In Spain, a series of campaigns by Christian states to recapture territory from the Muslims ended in 1492. Catholic kings demanded Jews either convert or leave. A large section settled in the Ottoman Empire.

After the French Revolution, France in 1791 became the first European country to pass a law granting Jews equal rights.

But the 19th century saw a resurgence of anti-Semitism, notably in Eastern Europe where the world’s biggest Jewish community lived.

In the Russian Empire, in particular between 1881 and 1884, Jews were targeted by violent attacks known as pogroms.

Many Jews emigrated to North America and some went to central and western Europe. In 1882 tsarist Russia adopted what would be the most systematically anti-Jewish legislation until Nazi Germany.

In France, Alfred Dreyfus, a Jewish officer, was unjustly convicted in 1894 of treason in a case that split the country. He was deported to French Guiana before being pardoned and returning in 1906.

Zionism emerged in the 19th century with the aim of bringing together Jews in Palestine. The 1896 publication of “The State of the Jews” by Austro-Hungarian journalist Theodor Herzl gave Zionism a political character.

Anti-Semitism and the pogroms precipitated the arrival of Jews in Palestine when it was a province of the Ottoman Empire. Some 50,000 Jews were there in 1900, double the number in 1880.

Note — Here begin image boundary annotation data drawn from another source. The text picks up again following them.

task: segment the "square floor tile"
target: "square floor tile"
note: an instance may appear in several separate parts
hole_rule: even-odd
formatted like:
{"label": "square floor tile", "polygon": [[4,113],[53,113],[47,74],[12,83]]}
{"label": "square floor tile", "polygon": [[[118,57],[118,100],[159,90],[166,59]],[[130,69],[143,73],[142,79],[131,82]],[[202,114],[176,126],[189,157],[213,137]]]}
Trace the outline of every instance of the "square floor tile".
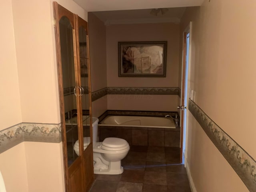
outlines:
{"label": "square floor tile", "polygon": [[166,172],[166,164],[164,162],[147,161],[146,164],[146,171]]}
{"label": "square floor tile", "polygon": [[146,166],[146,161],[126,159],[122,161],[122,166],[124,169],[126,170],[144,171]]}
{"label": "square floor tile", "polygon": [[166,178],[168,185],[186,187],[189,186],[188,179],[186,174],[167,173]]}
{"label": "square floor tile", "polygon": [[144,172],[124,170],[122,174],[121,181],[133,182],[134,183],[143,183],[144,178]]}
{"label": "square floor tile", "polygon": [[148,146],[148,153],[164,154],[164,147]]}
{"label": "square floor tile", "polygon": [[119,181],[122,175],[97,175],[97,180],[104,180],[105,181]]}
{"label": "square floor tile", "polygon": [[146,161],[146,157],[147,153],[146,152],[129,151],[126,157],[126,159]]}
{"label": "square floor tile", "polygon": [[116,192],[118,182],[96,180],[90,192]]}
{"label": "square floor tile", "polygon": [[148,146],[132,145],[130,146],[130,151],[135,151],[136,152],[147,152],[148,148]]}
{"label": "square floor tile", "polygon": [[164,154],[148,153],[147,161],[165,162],[165,156]]}
{"label": "square floor tile", "polygon": [[162,172],[145,171],[144,183],[166,185],[166,174]]}
{"label": "square floor tile", "polygon": [[168,191],[166,185],[143,184],[142,192],[167,192]]}
{"label": "square floor tile", "polygon": [[116,192],[142,192],[142,183],[121,181],[118,183]]}
{"label": "square floor tile", "polygon": [[168,192],[191,192],[190,188],[188,187],[168,185],[167,189]]}
{"label": "square floor tile", "polygon": [[166,172],[171,173],[184,173],[186,174],[186,168],[183,164],[173,164],[166,163]]}

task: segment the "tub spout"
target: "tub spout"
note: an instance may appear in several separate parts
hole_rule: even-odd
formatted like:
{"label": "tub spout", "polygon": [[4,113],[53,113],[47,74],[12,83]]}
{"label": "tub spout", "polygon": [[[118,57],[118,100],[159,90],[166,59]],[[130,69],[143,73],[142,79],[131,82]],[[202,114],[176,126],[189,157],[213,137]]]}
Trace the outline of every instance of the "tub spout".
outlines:
{"label": "tub spout", "polygon": [[[173,114],[173,115],[174,115],[174,114]],[[172,118],[172,119],[173,119],[174,120],[175,120],[175,126],[176,127],[178,127],[179,125],[179,118],[178,118],[178,114],[176,113],[175,114],[175,118],[174,118],[173,117],[172,117],[172,116],[171,116],[170,115],[166,115],[165,116],[164,116],[164,117],[170,117],[171,118]]]}

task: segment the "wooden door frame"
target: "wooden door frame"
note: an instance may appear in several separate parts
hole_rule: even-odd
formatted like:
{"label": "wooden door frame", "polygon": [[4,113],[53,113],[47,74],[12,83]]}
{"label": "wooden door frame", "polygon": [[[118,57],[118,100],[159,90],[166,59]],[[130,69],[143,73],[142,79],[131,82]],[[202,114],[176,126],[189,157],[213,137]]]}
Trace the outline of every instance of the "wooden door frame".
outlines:
{"label": "wooden door frame", "polygon": [[[185,76],[186,75],[186,51],[187,51],[187,44],[189,43],[189,48],[188,50],[188,63],[187,67],[188,68],[188,76],[187,80],[187,85],[188,87],[189,87],[189,82],[188,81],[188,79],[189,79],[190,77],[190,66],[191,63],[191,29],[192,27],[192,22],[190,22],[188,26],[186,28],[185,30],[183,31],[182,33],[182,77],[181,77],[181,97],[180,97],[180,105],[184,106],[184,92],[185,92]],[[187,34],[188,33],[190,34],[190,38],[189,38],[189,42],[187,42]],[[188,94],[188,91],[187,90],[187,94]],[[181,110],[180,114],[180,160],[181,163],[182,162],[183,160],[183,137],[184,136],[184,120],[186,121],[186,132],[187,131],[187,127],[188,127],[188,123],[187,123],[187,120],[184,120],[184,112],[186,112],[186,117],[187,117],[188,114],[188,95],[187,95],[187,109],[185,109],[184,110]],[[186,134],[186,137],[187,134]],[[187,148],[187,142],[186,142],[186,138],[185,138],[185,148]],[[187,150],[186,150],[185,151],[185,154],[184,155],[185,157],[186,156]]]}

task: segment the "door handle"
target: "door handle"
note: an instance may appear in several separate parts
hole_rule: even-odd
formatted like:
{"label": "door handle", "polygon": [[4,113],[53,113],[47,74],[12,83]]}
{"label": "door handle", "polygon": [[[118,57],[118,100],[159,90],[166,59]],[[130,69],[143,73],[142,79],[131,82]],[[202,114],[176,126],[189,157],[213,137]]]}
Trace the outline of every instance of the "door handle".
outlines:
{"label": "door handle", "polygon": [[184,106],[178,106],[178,107],[177,107],[177,108],[178,108],[178,109],[180,109],[180,110],[185,110],[185,109],[186,109],[187,108],[187,107]]}

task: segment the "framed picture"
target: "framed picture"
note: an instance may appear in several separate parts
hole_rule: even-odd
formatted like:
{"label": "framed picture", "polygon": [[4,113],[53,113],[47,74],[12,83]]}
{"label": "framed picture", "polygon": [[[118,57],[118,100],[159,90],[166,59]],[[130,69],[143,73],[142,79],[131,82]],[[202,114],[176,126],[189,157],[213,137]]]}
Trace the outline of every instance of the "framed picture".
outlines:
{"label": "framed picture", "polygon": [[87,77],[88,76],[88,57],[86,43],[79,43],[79,50],[80,50],[81,76]]}
{"label": "framed picture", "polygon": [[118,76],[165,77],[167,44],[118,42]]}

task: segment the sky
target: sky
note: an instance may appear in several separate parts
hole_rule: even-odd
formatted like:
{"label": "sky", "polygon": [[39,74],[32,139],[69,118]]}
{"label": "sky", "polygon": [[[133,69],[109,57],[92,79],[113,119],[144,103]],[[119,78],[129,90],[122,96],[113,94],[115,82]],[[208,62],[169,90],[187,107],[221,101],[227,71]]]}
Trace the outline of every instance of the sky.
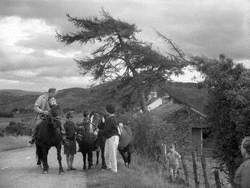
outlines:
{"label": "sky", "polygon": [[[0,89],[45,91],[89,87],[74,58],[89,55],[93,45],[66,46],[56,32],[73,30],[66,14],[100,15],[134,23],[138,38],[164,52],[155,30],[188,55],[217,58],[223,53],[250,68],[250,0],[0,0]],[[192,81],[186,70],[177,81]]]}

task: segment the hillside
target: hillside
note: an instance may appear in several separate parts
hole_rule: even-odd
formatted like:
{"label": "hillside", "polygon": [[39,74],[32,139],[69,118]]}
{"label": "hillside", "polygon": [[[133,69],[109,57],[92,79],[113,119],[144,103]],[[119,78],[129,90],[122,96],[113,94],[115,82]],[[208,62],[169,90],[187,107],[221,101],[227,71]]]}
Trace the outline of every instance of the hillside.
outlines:
{"label": "hillside", "polygon": [[[172,83],[164,89],[176,101],[195,107],[204,112],[207,91],[191,83]],[[107,103],[120,104],[116,97],[116,82],[100,84],[91,88],[69,88],[59,90],[56,96],[62,109],[101,110]],[[15,108],[32,109],[40,92],[22,90],[0,90],[0,111],[9,112]]]}
{"label": "hillside", "polygon": [[[56,96],[62,109],[94,110],[100,109],[112,97],[113,83],[101,84],[92,88],[69,88],[59,90]],[[32,109],[41,92],[22,90],[0,90],[0,111],[9,112],[13,109]]]}

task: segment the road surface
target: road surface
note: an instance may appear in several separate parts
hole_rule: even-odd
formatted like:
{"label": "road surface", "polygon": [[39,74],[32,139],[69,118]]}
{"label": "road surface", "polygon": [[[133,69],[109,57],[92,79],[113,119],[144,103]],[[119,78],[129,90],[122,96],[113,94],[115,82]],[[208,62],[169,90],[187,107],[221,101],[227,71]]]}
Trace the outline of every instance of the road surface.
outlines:
{"label": "road surface", "polygon": [[86,173],[82,171],[82,156],[76,155],[76,171],[66,170],[65,155],[62,151],[65,173],[58,175],[56,149],[49,152],[48,174],[42,174],[42,169],[36,165],[35,148],[24,148],[0,152],[0,188],[85,188]]}

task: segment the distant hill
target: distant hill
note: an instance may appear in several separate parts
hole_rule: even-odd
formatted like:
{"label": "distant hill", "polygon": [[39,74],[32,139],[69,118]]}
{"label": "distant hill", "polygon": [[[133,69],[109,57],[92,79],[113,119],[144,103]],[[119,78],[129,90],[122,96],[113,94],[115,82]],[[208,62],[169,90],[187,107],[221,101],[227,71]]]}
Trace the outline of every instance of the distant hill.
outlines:
{"label": "distant hill", "polygon": [[[113,83],[105,83],[92,88],[69,88],[59,90],[56,96],[62,109],[100,110],[106,103],[112,102]],[[42,92],[22,90],[0,90],[0,111],[13,109],[33,109],[35,100]]]}
{"label": "distant hill", "polygon": [[169,83],[166,85],[165,91],[177,102],[206,114],[207,89],[198,88],[196,83]]}
{"label": "distant hill", "polygon": [[[108,82],[91,88],[69,88],[59,90],[56,96],[62,109],[102,110],[105,104],[120,104],[116,97],[116,82]],[[174,99],[180,103],[187,103],[198,110],[204,111],[207,101],[207,92],[198,89],[190,83],[168,84],[165,88]],[[13,109],[32,109],[35,100],[41,92],[22,90],[0,90],[0,111],[9,112]]]}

With the Balfour Declaration in 1917, Britain backed the establishment of a national home for the Jewish people in Palestine.

At the time, Jews numbered less than 10 percent of the population in Palestine. The declaration sowed the seeds of the Israeli-Palestinian conflict.

The extermination of the Jews by the Nazis in Europe between 1939 and 1945 killed six million, more than a third of the Jewish population at the time.

Between Adolf Hitler’s election as German chancellor in 1933 to the beginning of World War II, the Jews in Germany and Austria were the first to be persecuted. Many Jews were then forced into ghettos and suffered famine and mass shootings.

From 1941 the “Final Solution” to the Jewish question was set in motion, as prepared by Heinrich Himmler: the extermination of Jews in concentration camps through gas chambers.

All countries either occupied by or allied to Nazi Germany deported their Jewish populations, with the exception of Bulgaria and Denmark.

On November 29, 1947, the United Nations voted for the division of Palestine, which was under a British Mandate, into two separate states — one Jewish and one Arab. Jerusalem would come under international control.

The plan was rejected by Arab states and led to an outbreak of violence between Arabs and Jews in the area.

On May 14, 1948, David Ben-Gurion proclaimed the State of Israel.

The following day, five Arab countries declared war on the new state. The first Arab-Israeli war ended in 1949 and had enabled Israel to gain some territory.

More than 760,000 Palestinians either fled or were forced out of the new state while some 160,000 remained.